Reduce choice

half-0 · March 23, 2025, 9:44am

In my case, I will have array A (length N) to store my result. However, for some reason, each element in A needed to be calculated by K(not fixed, but less than 6) thread blocks (to be the sum of one data per block). I just wonder which way can make this kernel fastest?

Use atomicAdd
have a very large buffer (length K * N) to store the result without any conflict. After the launch of first kernel, call another reduce kernel to sum them.

half-0 · March 23, 2025, 9:45am

If the second way is better, should I write a kernel manually or use some lib? Which lib can optimize this case best? (as K is relatively small)

Curefab · March 23, 2025, 1:38pm

So your final result are N values?

You also have - in theory - the third possibility to have 1 actual thread block (possibly in a loop) compute the work of all K thread blocks and store the intermediate sum in registers or shared memory (memory accesses are more performant, also atomic operations in shared memory).

Best try it out for your architecture.

atomicAdd is reasonably fast in recent architectures.
This should be very easy and short to do, even manually, otherwise you could e.g. use Thrust.

It also depends on your requirements: latency vs. bandwidth.

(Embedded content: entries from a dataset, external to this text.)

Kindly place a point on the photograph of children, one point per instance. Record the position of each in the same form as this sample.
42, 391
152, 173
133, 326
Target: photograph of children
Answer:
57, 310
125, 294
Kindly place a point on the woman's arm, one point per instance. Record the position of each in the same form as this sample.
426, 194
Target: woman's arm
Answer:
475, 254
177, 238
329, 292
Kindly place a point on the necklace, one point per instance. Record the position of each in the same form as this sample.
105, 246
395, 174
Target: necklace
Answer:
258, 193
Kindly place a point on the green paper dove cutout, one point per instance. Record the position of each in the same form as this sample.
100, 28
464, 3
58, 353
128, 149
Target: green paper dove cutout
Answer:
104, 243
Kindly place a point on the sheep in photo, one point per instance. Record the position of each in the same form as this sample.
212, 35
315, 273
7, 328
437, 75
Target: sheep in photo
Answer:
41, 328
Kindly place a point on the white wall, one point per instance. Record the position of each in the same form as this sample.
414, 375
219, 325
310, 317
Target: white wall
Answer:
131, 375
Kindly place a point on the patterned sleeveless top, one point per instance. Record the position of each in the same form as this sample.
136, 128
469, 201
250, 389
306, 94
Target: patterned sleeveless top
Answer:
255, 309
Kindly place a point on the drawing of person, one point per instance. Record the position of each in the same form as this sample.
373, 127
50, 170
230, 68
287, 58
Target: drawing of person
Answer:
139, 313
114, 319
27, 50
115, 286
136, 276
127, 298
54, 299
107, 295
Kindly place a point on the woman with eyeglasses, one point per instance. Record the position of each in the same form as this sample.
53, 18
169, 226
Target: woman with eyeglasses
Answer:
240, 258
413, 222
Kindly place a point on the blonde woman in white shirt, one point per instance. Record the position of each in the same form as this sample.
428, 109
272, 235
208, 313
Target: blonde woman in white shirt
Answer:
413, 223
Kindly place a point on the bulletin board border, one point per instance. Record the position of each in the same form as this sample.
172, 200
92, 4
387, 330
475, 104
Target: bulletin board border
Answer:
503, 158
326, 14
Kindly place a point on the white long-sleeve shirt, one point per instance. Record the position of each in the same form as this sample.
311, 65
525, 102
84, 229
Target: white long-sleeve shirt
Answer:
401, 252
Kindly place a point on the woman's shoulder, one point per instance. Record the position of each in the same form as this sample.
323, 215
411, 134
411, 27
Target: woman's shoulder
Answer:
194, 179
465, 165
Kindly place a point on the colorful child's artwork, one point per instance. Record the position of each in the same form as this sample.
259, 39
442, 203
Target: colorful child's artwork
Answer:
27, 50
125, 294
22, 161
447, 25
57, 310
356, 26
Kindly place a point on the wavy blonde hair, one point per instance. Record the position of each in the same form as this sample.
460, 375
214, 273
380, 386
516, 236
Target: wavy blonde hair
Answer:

Probably you can program both solutions for adding in 10 minutes altogether.

2b) If you need the result only once in another kernel, you could move the final addition there instead.

half-0 · March 23, 2025, 1:43pm

Yes, final result are N values. I run my code on A100.
As N can range from 5e4 to 1e7, I don’t know how to make a reasonable split of all N elements and allocate each part to an threadblock. Or, in short, how can I decide how many elements a threadblock should deal with easily? Just tuning for every size?

half-0 · March 23, 2025, 1:49pm

I don’t understand why atomicAdd might be faster then use another kernel to reduce? Don’t atomicAdd need to fetch data from gmem and write back? The memory access num & compute num are all the same as reduce instruction. It even have overhead of atomic in extra.

Curefab · March 23, 2025, 1:53pm

Solution 1

atomicAdd (for supported data types) is executed inside the memory architecture. There are small addition engines integrated. So the data is not transferred to the threads and back.

The difference to some of the reduce instructions is that you do not want to use a return value in the thread. Just send the result into the memory architecture.

Solution 2

You could access the array as:
int[N/32][K][32]

That is good for storing and reading. Both are coalesced. And with larger N, the array just gets larger. You could just allocate a sufficiently large amount, e.g. 1 GiB.

int[K][N] would also work, but be more cumbersome for changing N.

You can use any other type than int, even 8-byte types.

half-0 · March 23, 2025, 1:57pm

The data type is half. In my first kernel, each threadblock will deal with 128 * 128B data. (for each 128B, they are consecutive. But for different 128B, there are no promise)

Curefab · March 23, 2025, 2:00pm

atomicAdd supports half2. That optimizes the memory accesses compared to half.

Link to the chapter:

If you do not know beforehand where the 128B blocks go (especially to which other 128B blocks they are added), solution 2 could be more complicated. Just start with solution 1. For determining the optimization potential without atomics, you could implement solution 2, as if the blocks would be consecutive and deterministic. That would be an upper bound for the speed of solution 2.

Important

Also consider, whether you want to add up half values. The numerical errors of floating point data types will accumulate. You could convert into (at least) float.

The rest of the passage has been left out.